Transilvania es una región del centro de Rumania, en la que destaca la hermosa y épica figura de los Montes Cárpatos, uno de los accidentes geográficos más importantes de Europa Oriental. Pavada de paisaje el que materializan las montañas, entre aldeas rurales y relatos de chupasangres. “Por las dudas: esto es jugo de arándanos”, se ataja el juez Griesa, quien disfruta de sus vacaciones en un hotel de la zona.
Ocurre que este paraíso poético es famoso por sus historias de vampiros. La célebre obra Drácula, de Bram Stoker, fue ambientada allí y entonces el lugar ganó fama mundial. La mayoría de los paisanos critican aquel rótulo y se ofuscan muchísimo cuando el extranjero les pregunta si tienen algún pariente con tendencia a clavar los colmillos en el cuello de víctimas inocentes. “Sí, sí, a mí y a mi tío Georgescu nos fascina el tema. Ahora él está ocupado haciéndoles no sé qué a las cabras, pero por 20 euros te hincamos el diente con todo gusto”, asegura un campesino con cara de pedido de captura.
En concreto, algunos de los sitios más emblemáticos relacionados con la leyenda son el Castillo de Bran (de pintas góticas y misteriosas, aunque no guarda ninguna relación con la historia), el Castillo de Drácula (un hotel de impronta siniestra, emplazado justo en el lugar en que Stoker situó la residencia del Conde), y el pueblo de Sighisoara. De dicha localidad era oriundo Vlad Tepes, príncipe de Valaquia durante el Siglo XV y hoy héroe nacional, quien inspiró al escritor irlandés para darle vida a Drácula.

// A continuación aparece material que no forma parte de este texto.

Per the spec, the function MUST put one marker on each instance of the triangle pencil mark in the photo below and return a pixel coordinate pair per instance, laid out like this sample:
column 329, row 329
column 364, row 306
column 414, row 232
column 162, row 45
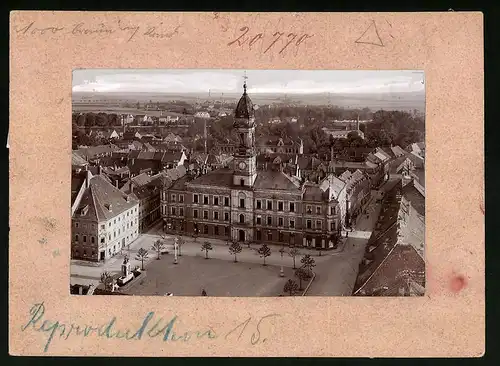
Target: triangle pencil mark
column 371, row 36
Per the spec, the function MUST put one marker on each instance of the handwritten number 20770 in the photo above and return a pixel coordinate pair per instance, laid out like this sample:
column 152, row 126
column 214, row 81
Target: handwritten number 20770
column 290, row 40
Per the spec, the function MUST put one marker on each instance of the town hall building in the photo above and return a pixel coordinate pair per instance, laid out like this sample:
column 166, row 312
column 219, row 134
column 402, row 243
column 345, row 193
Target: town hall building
column 250, row 205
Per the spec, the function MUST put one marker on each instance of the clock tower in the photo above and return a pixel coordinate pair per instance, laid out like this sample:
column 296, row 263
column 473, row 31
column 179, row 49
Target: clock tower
column 245, row 167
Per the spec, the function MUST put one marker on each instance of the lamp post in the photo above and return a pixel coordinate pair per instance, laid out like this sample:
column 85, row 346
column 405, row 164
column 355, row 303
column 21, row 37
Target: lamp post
column 176, row 248
column 282, row 250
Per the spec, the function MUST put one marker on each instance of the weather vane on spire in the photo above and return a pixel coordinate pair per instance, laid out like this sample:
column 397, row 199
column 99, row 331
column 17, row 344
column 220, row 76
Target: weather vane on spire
column 245, row 77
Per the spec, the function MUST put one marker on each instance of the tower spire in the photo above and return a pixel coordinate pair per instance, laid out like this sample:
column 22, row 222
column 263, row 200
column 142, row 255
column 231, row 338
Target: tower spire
column 245, row 77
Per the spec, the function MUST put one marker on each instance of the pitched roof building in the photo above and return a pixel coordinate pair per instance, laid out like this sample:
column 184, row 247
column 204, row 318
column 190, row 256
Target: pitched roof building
column 247, row 204
column 104, row 220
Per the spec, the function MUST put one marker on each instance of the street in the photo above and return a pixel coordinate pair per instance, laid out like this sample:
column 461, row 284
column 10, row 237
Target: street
column 335, row 271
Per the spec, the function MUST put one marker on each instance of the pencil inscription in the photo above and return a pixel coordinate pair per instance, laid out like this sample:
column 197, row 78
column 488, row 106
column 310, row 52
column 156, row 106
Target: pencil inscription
column 278, row 40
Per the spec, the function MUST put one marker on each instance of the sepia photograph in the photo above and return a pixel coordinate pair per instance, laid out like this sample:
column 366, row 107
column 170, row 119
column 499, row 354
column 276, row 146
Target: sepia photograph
column 248, row 183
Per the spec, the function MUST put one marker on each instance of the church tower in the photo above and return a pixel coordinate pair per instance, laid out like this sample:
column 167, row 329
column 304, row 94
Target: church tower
column 245, row 167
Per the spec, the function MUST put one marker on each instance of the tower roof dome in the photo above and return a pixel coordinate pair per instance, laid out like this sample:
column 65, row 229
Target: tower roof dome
column 244, row 109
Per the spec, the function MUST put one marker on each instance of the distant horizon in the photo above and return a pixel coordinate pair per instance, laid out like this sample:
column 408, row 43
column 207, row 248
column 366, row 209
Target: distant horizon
column 264, row 82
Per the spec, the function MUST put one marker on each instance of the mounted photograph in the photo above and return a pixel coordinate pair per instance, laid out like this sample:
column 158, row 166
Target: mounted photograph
column 248, row 183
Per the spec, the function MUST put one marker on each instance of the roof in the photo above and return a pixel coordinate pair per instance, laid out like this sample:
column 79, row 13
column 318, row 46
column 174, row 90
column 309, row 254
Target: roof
column 77, row 159
column 77, row 179
column 217, row 178
column 244, row 108
column 401, row 272
column 270, row 179
column 102, row 201
column 314, row 193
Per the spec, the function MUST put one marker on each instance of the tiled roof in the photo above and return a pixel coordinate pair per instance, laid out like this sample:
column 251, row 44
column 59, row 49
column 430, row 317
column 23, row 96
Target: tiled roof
column 146, row 155
column 96, row 201
column 77, row 159
column 397, row 274
column 218, row 178
column 314, row 193
column 269, row 179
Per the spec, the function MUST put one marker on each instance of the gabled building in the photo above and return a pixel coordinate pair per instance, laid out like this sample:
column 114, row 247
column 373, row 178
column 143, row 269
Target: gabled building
column 246, row 204
column 104, row 220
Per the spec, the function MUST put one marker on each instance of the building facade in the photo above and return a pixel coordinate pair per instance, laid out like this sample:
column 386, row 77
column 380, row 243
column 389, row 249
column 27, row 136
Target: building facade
column 248, row 205
column 104, row 221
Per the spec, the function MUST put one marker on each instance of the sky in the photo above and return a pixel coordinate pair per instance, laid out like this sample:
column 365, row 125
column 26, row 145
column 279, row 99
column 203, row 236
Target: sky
column 258, row 81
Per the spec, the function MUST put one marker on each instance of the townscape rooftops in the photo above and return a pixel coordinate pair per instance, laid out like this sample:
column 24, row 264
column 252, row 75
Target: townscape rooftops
column 219, row 178
column 102, row 201
column 77, row 159
column 274, row 180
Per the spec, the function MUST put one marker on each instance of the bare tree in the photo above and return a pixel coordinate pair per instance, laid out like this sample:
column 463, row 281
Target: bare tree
column 235, row 249
column 294, row 252
column 180, row 243
column 302, row 275
column 264, row 252
column 308, row 263
column 158, row 246
column 107, row 280
column 206, row 246
column 142, row 254
column 291, row 287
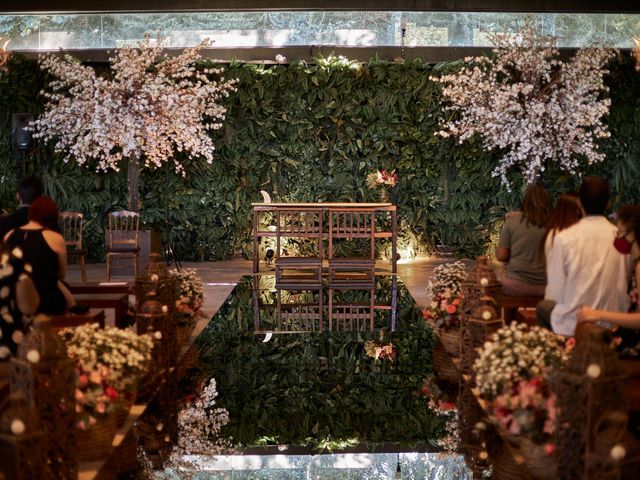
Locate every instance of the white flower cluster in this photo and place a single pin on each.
(517, 352)
(190, 287)
(447, 276)
(123, 352)
(199, 425)
(151, 107)
(528, 103)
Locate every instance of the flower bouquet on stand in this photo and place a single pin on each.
(382, 181)
(190, 293)
(122, 353)
(512, 378)
(442, 403)
(96, 401)
(443, 312)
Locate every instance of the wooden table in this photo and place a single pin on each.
(58, 322)
(99, 287)
(117, 301)
(259, 208)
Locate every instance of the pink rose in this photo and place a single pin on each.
(111, 392)
(95, 377)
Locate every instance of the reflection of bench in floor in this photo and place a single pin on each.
(527, 316)
(632, 368)
(58, 322)
(99, 287)
(509, 305)
(119, 302)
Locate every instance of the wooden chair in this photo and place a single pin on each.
(72, 224)
(350, 316)
(352, 225)
(509, 304)
(293, 272)
(124, 238)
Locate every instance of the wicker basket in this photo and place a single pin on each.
(122, 411)
(523, 459)
(183, 332)
(95, 443)
(451, 341)
(443, 365)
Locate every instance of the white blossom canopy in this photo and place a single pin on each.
(151, 107)
(529, 104)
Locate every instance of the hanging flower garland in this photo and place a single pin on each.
(526, 102)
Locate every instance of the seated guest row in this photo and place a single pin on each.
(587, 268)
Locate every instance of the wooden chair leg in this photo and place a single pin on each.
(83, 268)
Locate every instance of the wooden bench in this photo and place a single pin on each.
(119, 302)
(58, 322)
(527, 316)
(509, 304)
(632, 368)
(99, 287)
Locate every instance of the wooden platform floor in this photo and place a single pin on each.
(220, 277)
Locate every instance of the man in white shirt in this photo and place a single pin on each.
(583, 267)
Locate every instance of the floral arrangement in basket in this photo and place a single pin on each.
(110, 361)
(381, 181)
(95, 395)
(441, 403)
(511, 375)
(445, 291)
(380, 351)
(200, 423)
(190, 290)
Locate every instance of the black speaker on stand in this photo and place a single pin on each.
(22, 135)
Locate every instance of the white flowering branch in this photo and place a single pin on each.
(529, 104)
(152, 107)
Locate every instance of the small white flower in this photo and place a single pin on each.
(594, 370)
(17, 426)
(618, 452)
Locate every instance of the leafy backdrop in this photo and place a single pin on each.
(311, 133)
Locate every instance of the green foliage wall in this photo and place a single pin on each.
(312, 133)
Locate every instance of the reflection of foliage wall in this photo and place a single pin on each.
(314, 388)
(312, 133)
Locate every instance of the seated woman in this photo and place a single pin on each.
(519, 245)
(568, 212)
(627, 324)
(45, 251)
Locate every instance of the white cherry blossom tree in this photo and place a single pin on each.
(150, 107)
(529, 104)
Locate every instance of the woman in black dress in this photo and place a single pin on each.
(45, 251)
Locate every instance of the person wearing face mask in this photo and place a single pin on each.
(583, 266)
(628, 219)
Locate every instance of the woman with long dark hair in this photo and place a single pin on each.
(519, 245)
(45, 251)
(567, 212)
(628, 333)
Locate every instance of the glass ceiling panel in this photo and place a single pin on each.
(280, 29)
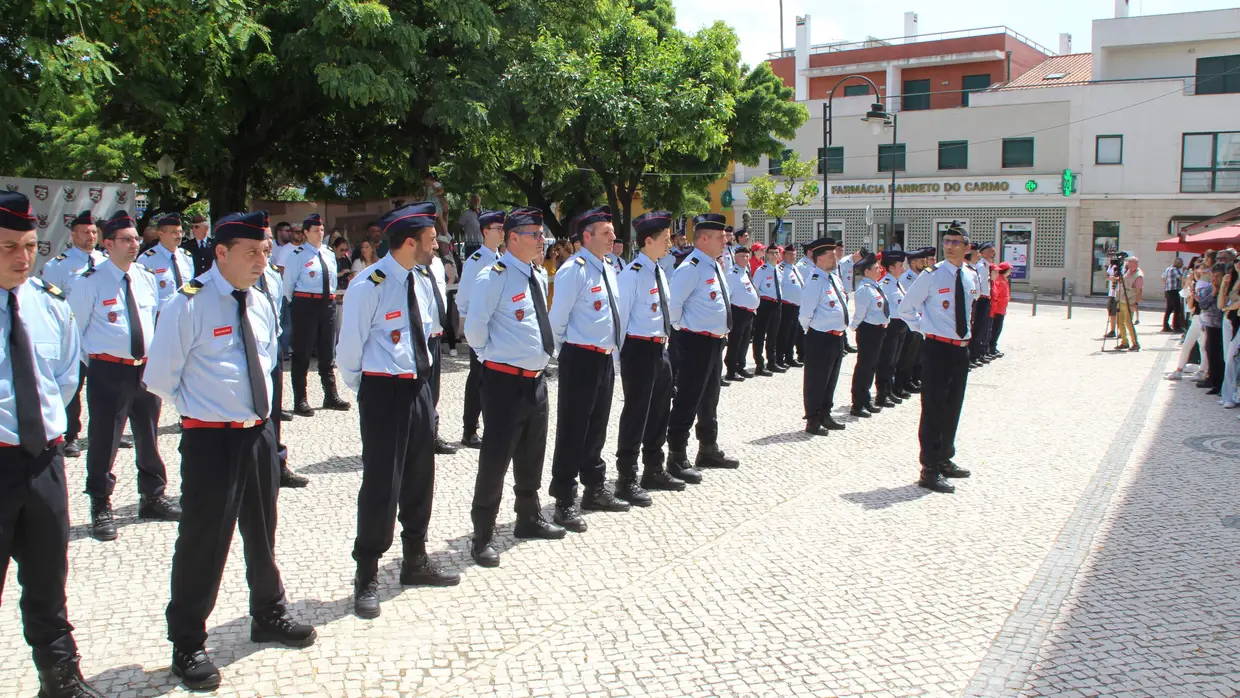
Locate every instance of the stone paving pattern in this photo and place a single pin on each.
(1085, 557)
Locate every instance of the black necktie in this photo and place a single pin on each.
(253, 366)
(25, 386)
(137, 344)
(662, 303)
(840, 296)
(420, 355)
(541, 314)
(611, 304)
(961, 319)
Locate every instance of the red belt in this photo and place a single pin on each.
(511, 370)
(186, 423)
(110, 358)
(656, 340)
(946, 341)
(589, 347)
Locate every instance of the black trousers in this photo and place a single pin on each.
(515, 410)
(473, 399)
(646, 379)
(943, 394)
(738, 340)
(35, 533)
(113, 393)
(996, 330)
(398, 464)
(893, 346)
(766, 332)
(981, 340)
(587, 381)
(910, 360)
(1173, 315)
(225, 485)
(788, 326)
(314, 331)
(823, 356)
(697, 389)
(869, 349)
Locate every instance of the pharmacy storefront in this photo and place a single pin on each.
(1027, 218)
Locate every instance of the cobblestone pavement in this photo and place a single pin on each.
(1091, 553)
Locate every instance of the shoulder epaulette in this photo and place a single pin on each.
(191, 288)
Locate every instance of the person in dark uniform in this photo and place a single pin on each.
(491, 223)
(385, 357)
(115, 305)
(34, 500)
(212, 357)
(871, 316)
(701, 311)
(823, 315)
(936, 305)
(310, 288)
(509, 327)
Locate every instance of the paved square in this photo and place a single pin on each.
(1088, 556)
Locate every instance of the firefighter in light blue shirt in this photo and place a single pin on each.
(170, 264)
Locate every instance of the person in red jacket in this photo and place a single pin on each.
(1001, 293)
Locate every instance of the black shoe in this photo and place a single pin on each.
(292, 480)
(443, 448)
(678, 468)
(484, 552)
(537, 527)
(65, 681)
(933, 480)
(103, 523)
(949, 469)
(195, 670)
(158, 508)
(280, 627)
(711, 455)
(629, 491)
(662, 481)
(418, 570)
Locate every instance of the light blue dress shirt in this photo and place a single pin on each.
(930, 303)
(53, 341)
(822, 309)
(67, 268)
(197, 360)
(868, 304)
(582, 313)
(376, 332)
(478, 264)
(742, 289)
(304, 268)
(501, 325)
(159, 262)
(698, 299)
(637, 306)
(98, 301)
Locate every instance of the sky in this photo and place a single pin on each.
(758, 25)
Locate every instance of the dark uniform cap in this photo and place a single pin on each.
(241, 226)
(412, 217)
(522, 216)
(15, 212)
(652, 222)
(709, 222)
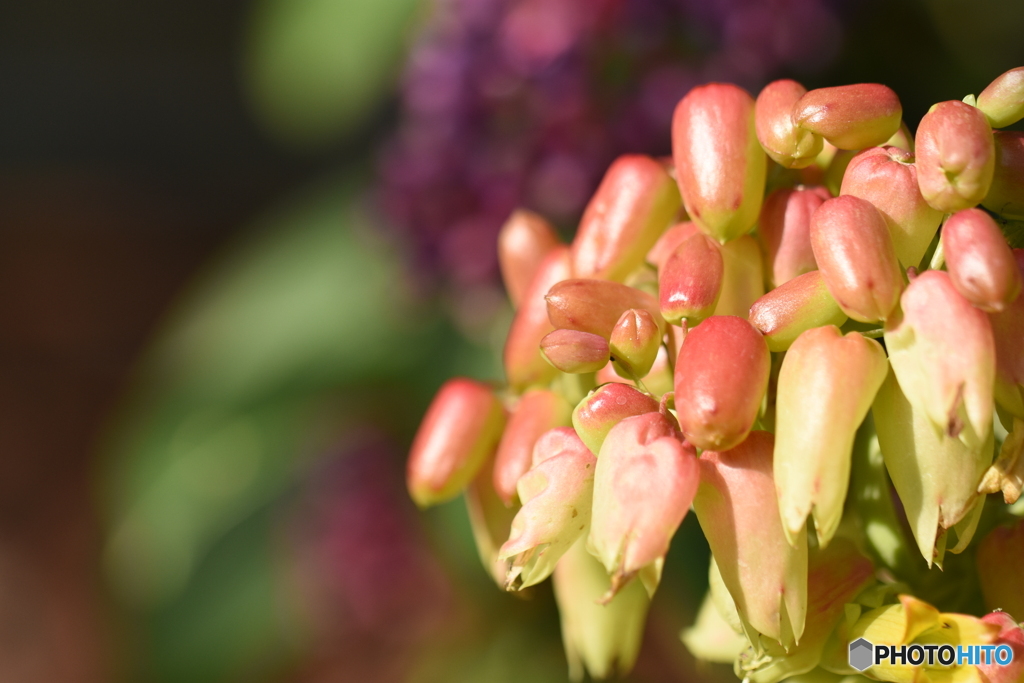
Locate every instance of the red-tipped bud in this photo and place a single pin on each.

En rigor, al bueno de Vlad no le iba eso de convertirse en vampiro, pero sí lo de empalar traidores. “Es una vergüenza que hayan asociado a un hombre de su ilustre figura con lo de chupar sangre. El solo disfrutaba de introducir palos de tres metros de longitud en el recto de sus enemigos, elevarlos a 45 grados y contemplar como agonizaban y morían lentamente, nada más que eso”, se defienden desde el Instituto Vladiniano de Bucarest.